Saturday, December 05, 2015

Gold and Education - India’s Favourites?

The order is best left to the reader!

India’s fetish for gold and all that glitters is hard to ignore in a country that has over 20,000 tonnes of idle gold worth over Rs.52 lakh crore. 

With our very own Goddess of Learning, education in India is highly valued and also a highly prized commodity.

What have the two highly prized commodities Gold and Education to do with performance, engagement and influence of the Indian?   

Two recent events in India serves to highlight the conundrum confronting all those entrusted to ensure performance, engagement and influence. The launch of the two year Bachelor of Education Programme and the Gold Monetisation Scheme, in 2015.

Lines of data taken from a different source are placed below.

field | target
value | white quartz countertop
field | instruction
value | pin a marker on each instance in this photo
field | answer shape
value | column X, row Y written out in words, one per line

The Bachelor of Education (B.Ed) Programme, in India, with the exception of Regional Institutes of Education, was a-year-long programme. In 2015, all B.Ed programmes in India, became two years programme. For a country that values education and teachers, the New B.Ed Programme, never merited mention in any of the National Dailies, wonder how many local rags did! Hardly a year into the Programme, anecdotal accounts refer to a catalogue of complaints and disappointments with the new B.Ed programme. The significant dip in admissions to the two year B.Ed programme begs attention! 

The launch of the Gold Monetisation Scheme (GMS) in India meant to make the yellow metal more valuable, merited mention, coverage, glitz and glamour from the Prime Minister. The GMS had little difficulty, meriting privileged space in every newspaper and local rag worth its name! 

Ironically, the purely voluntary Gold monetisation scheme, till November 18, 2015 garnered a paltry 400 grams of physical gold from a country that has over 20,000 tonnes of idle gold worth over Rs.52 lakh crore with household and institutions. 

Could the paltry 400 grams of gold, serve to be a good metaphor, to refer to the current ‘education’ doled out in the name of 'a collective, public investment' public education to the teeming complex and diverse mass of learners in India? Education, the Indian version - has to a large extent degenerated into a ‘ritualisation of the learning process’. The implications of ‘idle education’ like ‘idle gold’ is scary!

When two recent well-intentioned schemes, Education and Gold, themes deeply ingrained in the Indian ethos, go awfully wrong, questioning all those entrusted to ensure performance, engagement and influence is in order.

Appealing to humans' basic instincts - fear, self-interest and simplicity calls for continuous and comprehensive monitoring, evaluation and learning for all those entrusted with performance, engagement and influence.

Today, in the age of social media, when one can measure practically anything, if only one knows what one is looking for, one also know that collecting mountains of data won’t yield a grain of insight. Such a state of affairs causes one to stop, think and question.

It is ‘question time’ particularly by people with a proven record - those accomplished as thinkers, scholars, academics, dancers and painters - to exercise the essence of democracy, to question those entrusted with performance, engagement and influence about the system/s that helps them to ask the right questions, how do they measure the right data, and how do they then learn from the results?

Thomas Piketty’s call to India, ‘one particular thing that was never really done in India was growth-based investment in basic schemes, basic education, health...’ and when he adds that the Indian elite have not adjusted to the idea of such a collective, public investment, such a call is hard to ignore. An outlook, such as this, has served to aid and abet the ‘... hypocrisies and lots of misunderstanding in the way some of India’s elites is interpreting what capitalist development is all about ...’ Little wonder then, why, the hapless teeming Indian masses continue to grovel, ‘selfish, scared and stupid’.


As we stand at the threshold of the release of a New Education Policy, painfully aware that collecting mountains of data won’t yield a grain of insight one wonders wether ‘reason and reality’ and a ‘humane engagement methodology’ served to guide the wisdom of the all those entrusted to ensure performance, engagement and influence - Indian Shining!